4

Backstory: I was trying implementing one way to handle -v parameters to increase the verbosity of an application. To that end, I wanted to use a global variable that is pointing to an empty lambda function initially. If -v is given the variable is changed and gets another lambda function assigned that does print it input.

MWE: I noticed that this did not work as expected when calling the lambda function from another module after importing it via from x import *...

mwe.py:

from mod import *
import mod

def f():
  vprint("test in f")

vprint("test before")
print("before: %d" % foo)
set_verbosity(1)
vprint("test after")
print("after: %d" % foo)
f()
mod.vprint("explicit: %d" % mod.foo)
modf()

mod.py:

vprint = lambda *a, **k: None
foo = 42

def set_verbosity(verbose):
  global vprint, foo
  if verbose > 0:
    vprint = lambda *args, **kwargs: print(*args, **kwargs)
    foo = 0

def modf():
  vprint("modf: %d" % foo)

The output is

before: 42
after: 42
explicit: 0
modf: 0

where the "explicit" and "modf" outputs are due to the mod.vprint and modf calls at the end of the mwe. All other invocations of vprint (that go through the imported version of vprint) are apparently not using the updated definition. Likewise, the value of foo seems to be imported only once.

Question: It looks to me as if the from x import * type of imports copies the state of the globals of the imported module. I am not so much interested in workarounds per se but the actual reason for this behavior. Where is this defined in the documentation and what's the rationale?

Workaround: As a side note, one way to implement this anyway is to wrap the global lambda variables by functions and export only them:

_vprint = lambda *a, **k: None

def vprint(*args, **kwargs):
  _vprint(*args, **kwargs)

def set_verbosity(verbose):
  global _vprint
  if verbose > 0:
    _vprint = lambda *args, **kwargs: print(*args, **kwargs)
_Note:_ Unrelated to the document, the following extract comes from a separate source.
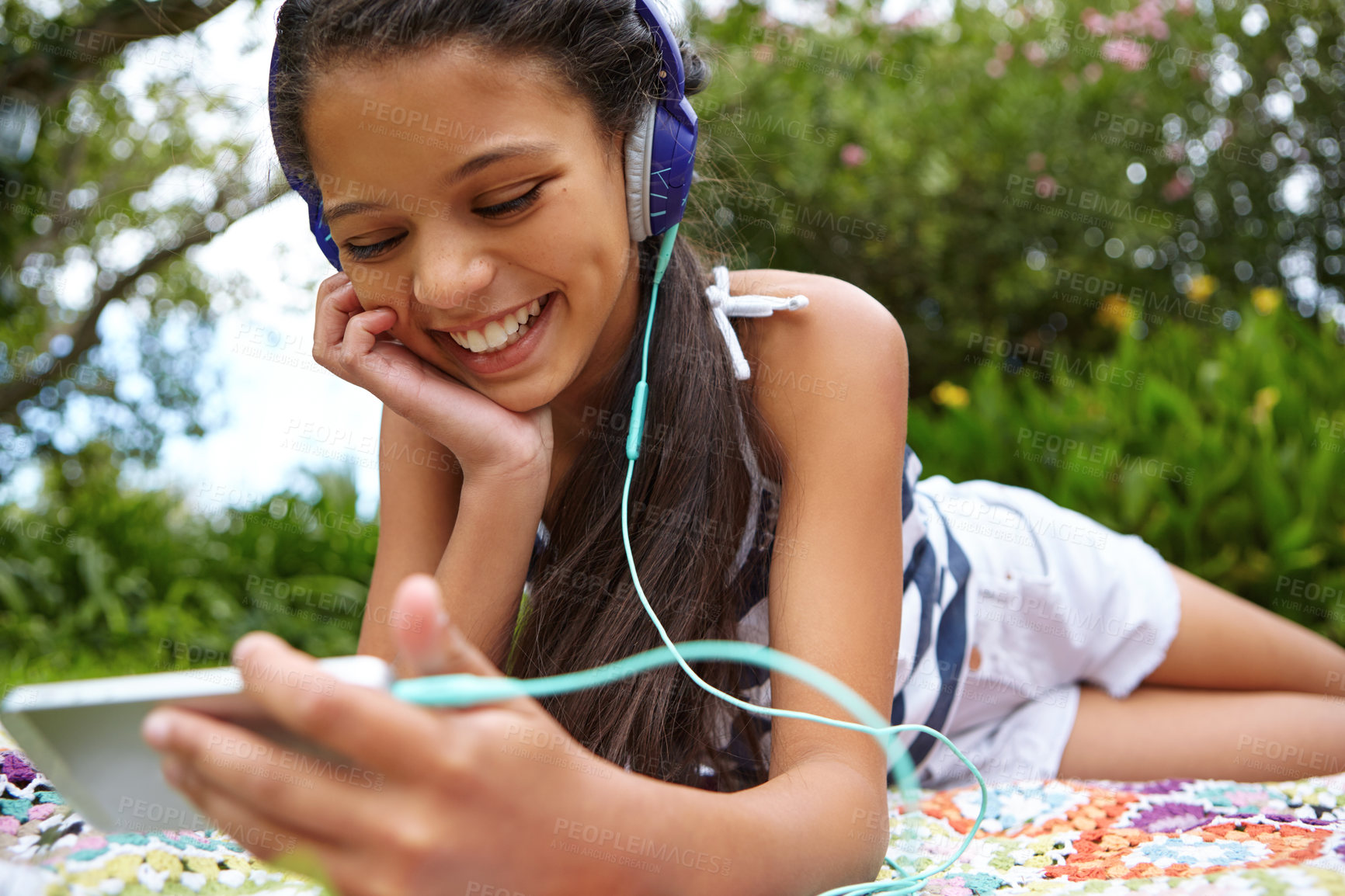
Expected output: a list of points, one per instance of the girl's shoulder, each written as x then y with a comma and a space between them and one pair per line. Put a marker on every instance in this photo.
829, 332
843, 345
This makes it work with the import-from way that allows the other module to simply call vprint instead of explicitly deferencing via the module's name.

stefanct
  • 2,503
  • 1
  • 28
  • 32
  • Possible duplicate of [Global Variable from a different file Python](https://stackoverflow.com/questions/3400525/global-variable-from-a-different-file-python) – Adam.Er8 Jul 31 '19 at 15:22
  • 1
    No, that deals with the same issue but does not explain **why** it works like that nor where it is documented. (Neither does the often referenced FAQ entry on the topic: https://docs.python.org/2/faq/programming.html#how-do-i-share-global-variables-across-modules). – stefanct Jul 31 '19 at 15:28
  • the python tag has a fair share of experts answering regularly, I hope someone will supply some insight – Adam.Er8 Jul 31 '19 at 15:34

2 Answers2

2

TL;DR: when you do from module import *, you're copying the names and their associated references; changing the reference associated with the original name does not change the reference associated with the copy.


This deals with the underlying difference between names and references. The underlying reason for the behavior has to do with how python handles such things.

Only one thing is truly immutable in python: memory. You can't change individual bytes directly. However, almost everything in python deals with references to individual bytes, and you can change those references. When you do my_list[2] = 5, you're not changing any memory - rather, you're allocating a new block of memory to hold the value 5, and pointing the second index of my_list to it. The original data that my_list[2] used to be pointing at is still there, but since nothing refers to it any more, the garbage collector will take care of it eventually and free the memory it was using.

The same principle goes with names. Any given namespace in python is comparable to a dict - each name has a corresponding reference. And this is where the problems come in.

Consider the difference between the following two statements:

from module import *
import module

In both cases, module is loaded into memory.

In the latter case, only one thing is added to the local namespace - the name 'module', which references the entire memory block containing the module that was just loaded. Or, well, it references the memory block of that module's own namespace, which itself has references to all the names in the module, and so on all the way down.

In the former case, however, every name in module's namespace is copied into the local namespace. The same block of memory still exists, but instead of having one reference to all of it, you now have many references to small parts of it.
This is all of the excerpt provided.